I would never rent my room long term like one year for a regular lease only because it was not worth for me price wise. So I personally would never even offer a room for a low price to anyone .
I’m not asking you to do “my” research. I’m asking you to report facts, not conjecture. Don’t take it personally. You seem like an intelligent and thoughtful person who’s been fooled by claims based on false information.
It’s not actually the introduction of permits, but the other part of the law, restricting stays of fewer than 30 days, to 90 days per year, that will shut down Airbnb in SF.
I’m not opposed to the registration requirement, and have been registered for 2 years.
Maybe you didn’t read the entire article linked above but if you do you’ll see where they arrive at 5900 listings.
Here’s a link to city data showing almost 400k households as of 2015: http://default.sfplanning.org/publications_reports/2015_Housing_Inventory_Final_Web.pdf
Actually, whole listing vs. shared does matter, because if I own or rent a house and put a room on airbnb, I’m not removing a unit from housing stock. But even if I agreed with your point, that’s still slightly over 1% of housing stock that’s Airbnb.
I agree that there are lots of factors making SF housing completely unaffordable for most people, but STR is simply an easy scapegoat that has little if any impact.
But I’m willing to be proven wrong. If one year from now I hear reports that San Francisco is once again affordable, thanks to elimination of Airbnb, I will stand corrected. Somehow I doubt it’s going to happen.
One persons facts is another’s conjecture. I haven’t been fooled. I just have a different perspective.
I haven’t seen anyone claim that SFO will become affordable due to the elimination of Airbnb (which of course there are no plans to do any way).
Although it is true that Airbnb does raise prices of long term rentals, in the cities with a pre-existing housing problem it is usually not the main cause of the crisis and not much is achieved by limiting Airbnb activity. It is usually a move undertaken by local politicians in order to send the message that something is being done about the problem. The best example is Berlin - even after severely limiting Airbnb, the problem of insufficient housing and high prices is still persisting. The real problem is actually the long-term rental companies that blow up the prices and keep many apartments off the market.
Who even said Airbnb was a problem? Me and my neighbors now doing It for few years. What problems are created?

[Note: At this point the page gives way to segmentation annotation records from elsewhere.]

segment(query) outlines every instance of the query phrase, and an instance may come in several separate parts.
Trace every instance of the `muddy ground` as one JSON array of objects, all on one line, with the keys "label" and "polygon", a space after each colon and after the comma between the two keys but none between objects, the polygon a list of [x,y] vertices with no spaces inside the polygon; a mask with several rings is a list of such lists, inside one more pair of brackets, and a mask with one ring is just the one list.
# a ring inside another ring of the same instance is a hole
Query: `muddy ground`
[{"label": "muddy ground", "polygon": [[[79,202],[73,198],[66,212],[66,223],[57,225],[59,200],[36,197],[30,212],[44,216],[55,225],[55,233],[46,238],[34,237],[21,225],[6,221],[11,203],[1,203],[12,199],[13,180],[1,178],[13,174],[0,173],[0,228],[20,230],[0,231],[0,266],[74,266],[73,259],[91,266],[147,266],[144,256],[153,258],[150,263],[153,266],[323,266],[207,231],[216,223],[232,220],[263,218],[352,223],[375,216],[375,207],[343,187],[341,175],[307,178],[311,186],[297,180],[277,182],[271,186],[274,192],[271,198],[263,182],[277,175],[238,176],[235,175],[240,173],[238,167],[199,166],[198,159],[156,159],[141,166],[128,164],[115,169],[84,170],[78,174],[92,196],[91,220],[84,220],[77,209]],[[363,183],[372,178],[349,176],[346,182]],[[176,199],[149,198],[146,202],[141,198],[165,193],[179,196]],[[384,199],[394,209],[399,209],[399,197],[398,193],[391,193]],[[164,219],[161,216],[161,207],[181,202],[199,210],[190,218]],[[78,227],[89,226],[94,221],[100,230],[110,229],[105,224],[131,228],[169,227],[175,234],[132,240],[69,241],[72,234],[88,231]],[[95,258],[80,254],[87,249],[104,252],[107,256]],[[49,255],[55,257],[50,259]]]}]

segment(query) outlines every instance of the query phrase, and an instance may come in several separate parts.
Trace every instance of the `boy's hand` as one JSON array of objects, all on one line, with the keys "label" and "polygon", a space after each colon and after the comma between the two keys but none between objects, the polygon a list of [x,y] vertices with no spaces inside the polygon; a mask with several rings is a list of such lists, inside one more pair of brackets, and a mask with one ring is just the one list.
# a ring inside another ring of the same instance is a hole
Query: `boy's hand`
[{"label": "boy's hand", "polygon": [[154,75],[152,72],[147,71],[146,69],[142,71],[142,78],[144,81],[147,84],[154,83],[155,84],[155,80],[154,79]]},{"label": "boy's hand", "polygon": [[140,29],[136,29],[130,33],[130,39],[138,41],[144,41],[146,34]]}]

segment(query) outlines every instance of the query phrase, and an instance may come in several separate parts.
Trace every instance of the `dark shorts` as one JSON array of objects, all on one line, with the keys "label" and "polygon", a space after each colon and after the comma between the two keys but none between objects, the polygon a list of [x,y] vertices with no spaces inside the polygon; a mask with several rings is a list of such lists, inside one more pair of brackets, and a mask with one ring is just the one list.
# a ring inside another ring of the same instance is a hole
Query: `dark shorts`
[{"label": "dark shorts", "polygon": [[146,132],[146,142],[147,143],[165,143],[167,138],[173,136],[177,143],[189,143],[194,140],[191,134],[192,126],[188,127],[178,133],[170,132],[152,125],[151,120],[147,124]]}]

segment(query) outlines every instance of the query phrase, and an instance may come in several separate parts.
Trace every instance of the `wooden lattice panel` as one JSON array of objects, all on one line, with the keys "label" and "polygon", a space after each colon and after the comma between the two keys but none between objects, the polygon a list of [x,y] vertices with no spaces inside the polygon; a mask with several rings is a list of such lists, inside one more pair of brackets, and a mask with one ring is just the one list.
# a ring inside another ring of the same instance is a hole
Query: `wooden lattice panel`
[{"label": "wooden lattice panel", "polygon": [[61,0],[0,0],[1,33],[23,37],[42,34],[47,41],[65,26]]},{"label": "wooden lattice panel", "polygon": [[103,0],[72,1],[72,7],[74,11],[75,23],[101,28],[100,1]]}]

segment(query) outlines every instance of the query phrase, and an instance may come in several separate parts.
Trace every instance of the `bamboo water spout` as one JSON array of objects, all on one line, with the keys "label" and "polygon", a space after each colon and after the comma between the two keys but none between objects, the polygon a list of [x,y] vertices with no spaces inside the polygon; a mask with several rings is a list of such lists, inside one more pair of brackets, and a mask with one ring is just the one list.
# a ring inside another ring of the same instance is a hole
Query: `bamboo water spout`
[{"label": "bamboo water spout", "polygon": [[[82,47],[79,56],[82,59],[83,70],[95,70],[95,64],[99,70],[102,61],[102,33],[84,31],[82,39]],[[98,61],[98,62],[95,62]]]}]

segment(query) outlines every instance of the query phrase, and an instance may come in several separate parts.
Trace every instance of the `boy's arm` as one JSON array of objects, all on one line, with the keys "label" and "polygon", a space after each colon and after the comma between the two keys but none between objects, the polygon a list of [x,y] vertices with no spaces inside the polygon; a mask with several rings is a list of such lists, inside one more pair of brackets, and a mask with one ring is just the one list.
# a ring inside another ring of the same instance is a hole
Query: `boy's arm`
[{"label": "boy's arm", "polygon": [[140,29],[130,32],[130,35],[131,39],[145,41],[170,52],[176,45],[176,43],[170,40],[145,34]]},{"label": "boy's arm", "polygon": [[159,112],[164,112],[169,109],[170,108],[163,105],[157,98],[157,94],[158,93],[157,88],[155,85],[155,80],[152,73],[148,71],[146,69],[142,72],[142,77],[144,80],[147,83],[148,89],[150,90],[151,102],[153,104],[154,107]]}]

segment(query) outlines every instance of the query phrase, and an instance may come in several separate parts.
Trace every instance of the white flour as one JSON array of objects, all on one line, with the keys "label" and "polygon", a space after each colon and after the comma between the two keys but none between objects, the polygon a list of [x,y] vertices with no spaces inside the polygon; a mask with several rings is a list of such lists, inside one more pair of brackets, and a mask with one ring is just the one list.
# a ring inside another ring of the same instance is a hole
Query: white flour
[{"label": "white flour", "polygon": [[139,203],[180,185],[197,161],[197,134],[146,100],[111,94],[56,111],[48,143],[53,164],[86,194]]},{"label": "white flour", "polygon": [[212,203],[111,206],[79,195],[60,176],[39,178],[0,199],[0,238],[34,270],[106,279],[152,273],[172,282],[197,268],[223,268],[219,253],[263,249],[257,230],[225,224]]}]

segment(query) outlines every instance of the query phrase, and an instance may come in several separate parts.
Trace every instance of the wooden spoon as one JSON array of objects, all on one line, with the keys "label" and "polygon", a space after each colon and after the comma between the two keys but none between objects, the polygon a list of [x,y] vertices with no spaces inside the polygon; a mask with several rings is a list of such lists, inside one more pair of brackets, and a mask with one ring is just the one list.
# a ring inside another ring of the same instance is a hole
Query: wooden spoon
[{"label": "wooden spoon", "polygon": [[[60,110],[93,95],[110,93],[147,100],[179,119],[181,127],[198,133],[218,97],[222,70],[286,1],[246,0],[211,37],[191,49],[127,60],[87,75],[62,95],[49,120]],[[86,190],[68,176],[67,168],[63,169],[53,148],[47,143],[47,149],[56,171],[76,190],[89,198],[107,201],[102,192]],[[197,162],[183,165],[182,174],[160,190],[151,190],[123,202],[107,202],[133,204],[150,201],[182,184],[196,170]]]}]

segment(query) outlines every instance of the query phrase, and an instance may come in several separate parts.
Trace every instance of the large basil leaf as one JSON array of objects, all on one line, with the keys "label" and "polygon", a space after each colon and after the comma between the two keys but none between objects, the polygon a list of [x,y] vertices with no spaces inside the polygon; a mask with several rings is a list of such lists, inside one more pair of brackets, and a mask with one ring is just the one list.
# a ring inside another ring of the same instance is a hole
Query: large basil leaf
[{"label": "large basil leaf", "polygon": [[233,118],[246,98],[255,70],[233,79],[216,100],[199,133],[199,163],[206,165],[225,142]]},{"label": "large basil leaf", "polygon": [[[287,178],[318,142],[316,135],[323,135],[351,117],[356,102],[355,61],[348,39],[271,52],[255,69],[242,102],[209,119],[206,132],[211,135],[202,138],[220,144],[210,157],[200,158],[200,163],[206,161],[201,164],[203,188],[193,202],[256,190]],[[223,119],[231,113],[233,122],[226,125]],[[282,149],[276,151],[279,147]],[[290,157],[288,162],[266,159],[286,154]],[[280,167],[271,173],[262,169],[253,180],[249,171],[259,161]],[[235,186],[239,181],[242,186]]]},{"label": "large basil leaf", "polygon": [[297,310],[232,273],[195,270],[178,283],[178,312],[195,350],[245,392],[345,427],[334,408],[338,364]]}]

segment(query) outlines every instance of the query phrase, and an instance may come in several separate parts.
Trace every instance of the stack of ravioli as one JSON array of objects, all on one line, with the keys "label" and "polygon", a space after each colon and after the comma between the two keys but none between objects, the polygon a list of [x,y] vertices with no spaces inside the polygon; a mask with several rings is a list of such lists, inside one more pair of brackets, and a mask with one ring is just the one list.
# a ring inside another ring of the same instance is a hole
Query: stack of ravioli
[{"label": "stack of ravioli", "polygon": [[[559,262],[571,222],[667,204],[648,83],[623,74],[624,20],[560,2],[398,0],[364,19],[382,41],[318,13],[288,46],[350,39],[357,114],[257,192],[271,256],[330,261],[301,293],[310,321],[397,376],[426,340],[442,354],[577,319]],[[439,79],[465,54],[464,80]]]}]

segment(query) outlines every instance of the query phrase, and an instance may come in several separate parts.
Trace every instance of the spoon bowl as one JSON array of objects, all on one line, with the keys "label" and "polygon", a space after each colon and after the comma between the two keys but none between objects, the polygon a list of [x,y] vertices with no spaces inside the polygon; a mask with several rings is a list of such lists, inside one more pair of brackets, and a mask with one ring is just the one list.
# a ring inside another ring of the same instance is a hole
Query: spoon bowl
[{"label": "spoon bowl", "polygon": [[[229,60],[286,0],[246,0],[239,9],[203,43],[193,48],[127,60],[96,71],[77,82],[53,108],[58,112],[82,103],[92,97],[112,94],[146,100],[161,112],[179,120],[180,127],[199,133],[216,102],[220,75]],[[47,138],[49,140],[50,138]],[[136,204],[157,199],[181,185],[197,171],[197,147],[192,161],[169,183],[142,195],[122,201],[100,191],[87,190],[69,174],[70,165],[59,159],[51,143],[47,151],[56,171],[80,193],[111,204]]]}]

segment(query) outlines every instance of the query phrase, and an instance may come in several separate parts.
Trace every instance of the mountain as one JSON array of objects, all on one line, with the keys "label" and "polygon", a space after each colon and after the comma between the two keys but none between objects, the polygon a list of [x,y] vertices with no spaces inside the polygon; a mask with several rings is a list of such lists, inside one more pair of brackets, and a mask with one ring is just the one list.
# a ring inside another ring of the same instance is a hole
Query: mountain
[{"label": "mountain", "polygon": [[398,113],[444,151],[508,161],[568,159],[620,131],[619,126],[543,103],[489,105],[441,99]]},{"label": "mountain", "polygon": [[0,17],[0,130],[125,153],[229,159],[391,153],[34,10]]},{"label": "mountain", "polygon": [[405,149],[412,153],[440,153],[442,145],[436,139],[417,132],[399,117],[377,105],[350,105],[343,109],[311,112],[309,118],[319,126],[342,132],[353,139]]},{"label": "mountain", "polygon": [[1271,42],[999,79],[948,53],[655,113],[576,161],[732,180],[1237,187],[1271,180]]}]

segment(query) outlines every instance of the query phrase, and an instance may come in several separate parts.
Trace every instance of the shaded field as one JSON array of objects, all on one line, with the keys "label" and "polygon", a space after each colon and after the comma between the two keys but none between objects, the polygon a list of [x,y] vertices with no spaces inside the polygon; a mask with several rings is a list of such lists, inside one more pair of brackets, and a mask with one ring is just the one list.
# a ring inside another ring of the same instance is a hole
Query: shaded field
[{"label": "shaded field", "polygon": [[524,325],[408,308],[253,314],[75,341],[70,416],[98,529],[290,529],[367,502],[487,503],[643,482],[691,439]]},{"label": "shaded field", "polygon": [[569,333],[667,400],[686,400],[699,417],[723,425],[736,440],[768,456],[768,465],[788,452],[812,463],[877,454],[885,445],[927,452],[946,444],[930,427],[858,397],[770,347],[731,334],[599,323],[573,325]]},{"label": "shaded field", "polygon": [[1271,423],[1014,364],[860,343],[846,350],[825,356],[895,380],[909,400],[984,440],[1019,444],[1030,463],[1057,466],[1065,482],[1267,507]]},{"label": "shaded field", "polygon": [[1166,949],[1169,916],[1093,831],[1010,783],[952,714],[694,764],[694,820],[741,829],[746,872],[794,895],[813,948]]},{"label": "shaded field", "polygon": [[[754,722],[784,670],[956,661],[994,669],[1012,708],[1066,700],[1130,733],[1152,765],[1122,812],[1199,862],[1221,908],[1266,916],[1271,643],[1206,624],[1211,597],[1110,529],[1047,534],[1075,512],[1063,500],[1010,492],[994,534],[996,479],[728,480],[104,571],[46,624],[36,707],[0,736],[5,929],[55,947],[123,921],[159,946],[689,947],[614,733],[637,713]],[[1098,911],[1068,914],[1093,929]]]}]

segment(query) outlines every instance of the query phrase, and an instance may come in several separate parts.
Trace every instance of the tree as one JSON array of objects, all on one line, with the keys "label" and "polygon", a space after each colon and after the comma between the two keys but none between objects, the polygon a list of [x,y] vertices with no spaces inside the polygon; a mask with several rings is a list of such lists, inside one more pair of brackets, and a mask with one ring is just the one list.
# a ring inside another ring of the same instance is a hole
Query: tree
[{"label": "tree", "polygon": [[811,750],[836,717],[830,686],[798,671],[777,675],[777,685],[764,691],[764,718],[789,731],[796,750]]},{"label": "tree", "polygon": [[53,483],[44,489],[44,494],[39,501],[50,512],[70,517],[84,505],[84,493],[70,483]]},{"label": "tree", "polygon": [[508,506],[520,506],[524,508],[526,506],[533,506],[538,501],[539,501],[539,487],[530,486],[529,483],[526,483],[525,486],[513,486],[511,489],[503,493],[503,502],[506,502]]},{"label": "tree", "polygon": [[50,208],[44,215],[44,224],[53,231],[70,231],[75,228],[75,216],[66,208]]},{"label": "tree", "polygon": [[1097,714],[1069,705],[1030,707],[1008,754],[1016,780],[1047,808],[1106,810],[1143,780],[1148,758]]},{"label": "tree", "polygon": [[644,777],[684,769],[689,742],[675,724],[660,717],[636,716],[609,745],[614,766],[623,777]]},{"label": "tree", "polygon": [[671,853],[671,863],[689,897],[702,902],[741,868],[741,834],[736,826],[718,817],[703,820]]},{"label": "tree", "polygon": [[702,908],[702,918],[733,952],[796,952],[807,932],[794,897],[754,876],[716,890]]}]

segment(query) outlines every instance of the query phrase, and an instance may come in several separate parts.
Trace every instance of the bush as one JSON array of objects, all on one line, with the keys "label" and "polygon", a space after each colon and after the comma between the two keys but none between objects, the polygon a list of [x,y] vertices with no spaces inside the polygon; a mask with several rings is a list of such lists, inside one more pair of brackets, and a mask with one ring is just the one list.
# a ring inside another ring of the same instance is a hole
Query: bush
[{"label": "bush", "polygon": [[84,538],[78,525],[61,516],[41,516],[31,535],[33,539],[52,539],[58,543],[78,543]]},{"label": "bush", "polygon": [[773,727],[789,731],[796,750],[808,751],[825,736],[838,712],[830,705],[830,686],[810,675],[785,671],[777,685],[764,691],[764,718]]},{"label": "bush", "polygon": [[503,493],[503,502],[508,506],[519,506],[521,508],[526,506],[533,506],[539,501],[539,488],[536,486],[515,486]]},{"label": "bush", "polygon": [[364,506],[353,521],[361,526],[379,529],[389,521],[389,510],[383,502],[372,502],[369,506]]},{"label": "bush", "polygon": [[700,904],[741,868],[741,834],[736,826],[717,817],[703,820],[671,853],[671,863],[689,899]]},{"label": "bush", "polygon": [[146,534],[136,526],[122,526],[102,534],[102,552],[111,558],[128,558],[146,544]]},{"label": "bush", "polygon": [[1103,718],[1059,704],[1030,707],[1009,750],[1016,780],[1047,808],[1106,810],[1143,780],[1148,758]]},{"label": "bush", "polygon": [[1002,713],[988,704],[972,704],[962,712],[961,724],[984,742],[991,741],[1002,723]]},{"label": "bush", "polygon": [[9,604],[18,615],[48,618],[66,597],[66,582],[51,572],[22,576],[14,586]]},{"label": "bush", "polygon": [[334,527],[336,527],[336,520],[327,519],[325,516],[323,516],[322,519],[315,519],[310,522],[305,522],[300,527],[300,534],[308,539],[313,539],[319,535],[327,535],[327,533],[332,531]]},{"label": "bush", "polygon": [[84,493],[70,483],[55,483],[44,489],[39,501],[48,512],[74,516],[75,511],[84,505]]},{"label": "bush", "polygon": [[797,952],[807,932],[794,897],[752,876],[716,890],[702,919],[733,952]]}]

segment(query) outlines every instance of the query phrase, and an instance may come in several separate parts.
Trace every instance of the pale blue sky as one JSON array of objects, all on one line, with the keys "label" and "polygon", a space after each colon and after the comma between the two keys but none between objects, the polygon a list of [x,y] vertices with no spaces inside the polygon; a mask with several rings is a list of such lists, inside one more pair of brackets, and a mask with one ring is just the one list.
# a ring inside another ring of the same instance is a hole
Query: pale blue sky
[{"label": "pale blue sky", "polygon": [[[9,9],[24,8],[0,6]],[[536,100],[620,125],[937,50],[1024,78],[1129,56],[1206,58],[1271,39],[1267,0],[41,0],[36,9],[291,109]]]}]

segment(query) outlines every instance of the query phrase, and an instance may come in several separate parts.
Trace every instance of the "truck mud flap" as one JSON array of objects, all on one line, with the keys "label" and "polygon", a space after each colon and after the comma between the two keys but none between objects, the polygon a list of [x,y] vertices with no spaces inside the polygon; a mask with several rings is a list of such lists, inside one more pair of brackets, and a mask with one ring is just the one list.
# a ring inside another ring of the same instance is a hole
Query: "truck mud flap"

We all had couple of nuts staying and there were minor issues with it but the rest was fine. All the things people describing with parking and noise are not regular occurrences . How about having partying non stop leaser for a year or so? Or a family with 4 grown kids and everyone parks a car .
I paid thousand of dollars in occupational taxes to the city, plus license fees. My guests are non stop patrons in local neighborhood restaurants. Airbnb does nothing but boosts economy and honestly I don’t even think it has even a minor effect on long term rentals
Being a registered SF host I can tell you there are numerous reasons people didn’t register, here are a few:
#1 They are Air Bnb-ing their rental and landlord are automatically notified
#2 They don’t want to conform to the max 90-day full house rental rule
#3 They don’t want their HOA or Neighbors knowing, bc once you register it is public record
What about you? How will you deal with 90 days limit?